When we engage in ongoing SVB, we realize that overt speech does NOT recede to a covert level, as is so often purported. Even Fraley writes that “Verbal behavior in the form of audible speaking involves a coordinated set of muscle–driven motor behaviors. Those vocalizations may be exhibited with decreasing intensity until so little sound is being produced that it cannot be heard.” Of course, our bodies are conditioned by overt speech, but to consider these effects as “private forms of verbal behavior” is nonsense.
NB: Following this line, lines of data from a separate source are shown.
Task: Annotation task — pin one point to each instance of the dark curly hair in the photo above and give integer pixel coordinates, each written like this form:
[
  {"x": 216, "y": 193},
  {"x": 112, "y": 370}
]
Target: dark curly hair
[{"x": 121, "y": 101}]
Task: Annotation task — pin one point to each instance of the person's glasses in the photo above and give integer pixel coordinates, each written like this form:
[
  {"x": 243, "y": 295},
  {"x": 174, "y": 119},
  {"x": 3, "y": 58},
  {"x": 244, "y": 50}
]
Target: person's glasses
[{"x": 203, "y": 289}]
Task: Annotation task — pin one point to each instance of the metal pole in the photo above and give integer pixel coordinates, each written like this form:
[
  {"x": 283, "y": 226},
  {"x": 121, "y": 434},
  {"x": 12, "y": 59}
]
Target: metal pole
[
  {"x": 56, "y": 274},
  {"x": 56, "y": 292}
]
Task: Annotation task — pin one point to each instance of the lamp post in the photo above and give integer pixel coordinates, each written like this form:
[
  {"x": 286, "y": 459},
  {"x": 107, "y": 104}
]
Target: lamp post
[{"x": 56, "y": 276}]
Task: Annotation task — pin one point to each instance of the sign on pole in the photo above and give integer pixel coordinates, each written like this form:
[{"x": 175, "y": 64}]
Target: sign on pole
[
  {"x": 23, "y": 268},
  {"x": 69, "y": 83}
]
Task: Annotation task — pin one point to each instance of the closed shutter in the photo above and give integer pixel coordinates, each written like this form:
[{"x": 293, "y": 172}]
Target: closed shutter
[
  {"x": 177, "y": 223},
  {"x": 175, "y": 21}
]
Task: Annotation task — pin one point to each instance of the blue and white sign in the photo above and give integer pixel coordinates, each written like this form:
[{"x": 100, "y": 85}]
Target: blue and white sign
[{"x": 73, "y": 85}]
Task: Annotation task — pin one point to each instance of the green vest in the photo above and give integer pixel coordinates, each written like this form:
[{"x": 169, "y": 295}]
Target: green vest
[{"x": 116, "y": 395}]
It is astounding to me that even someone as informed as Fraley, apparently can’t resist the temptation to write metaphorically about the “more private forms of verbal behavior” which “are executed entirely by specialized parts of the nervous system—forms of verbal behavior that may involve only molecular scale movements of neural body parts. This class of neural activity occurs among nerve cells.” Fraley, in my opinion, really wants to talk about these private stimuli, that is, he, unknowingly, wants to engage in SVB, but, like everyone else, he is bound by the conditioning effects of NVB. He doesn’t know about SVB in which we can actually talk about these private stimuli. Naturally, we are NOT able to talk about our private stimuli as physiologists would, but we can talk about them as ONLY we could!!! Fraley, due to his NVB conditioning, puts a limit on himself and doesn’t allow himself or others to talk about these private stimuli in a more elaborate way, as would become possible with SVB. He concedes “Such events involve the release or transformation of so little energy that they remain undetectable by outside observers unless those observers are specially equipped to conduct sensitive probing for such slight and often well insulated physiological activity. Thus, a person’s subvocal statement, “It is going to rain soon,” manifesting as a private thought, goes generally undetected in any direct way by other people (although neural physiologists, using special instrumentation, may be able to detect and measure some properties of the involved neural activity). To the extent that it remains private, no opportunity is created for other members of the verbal community to supply consequences directly to that mini–scaled behavioral manifestation.” I have contacted Fraley, but he doesn’t want to talk with me about SVB and about these private stimuli.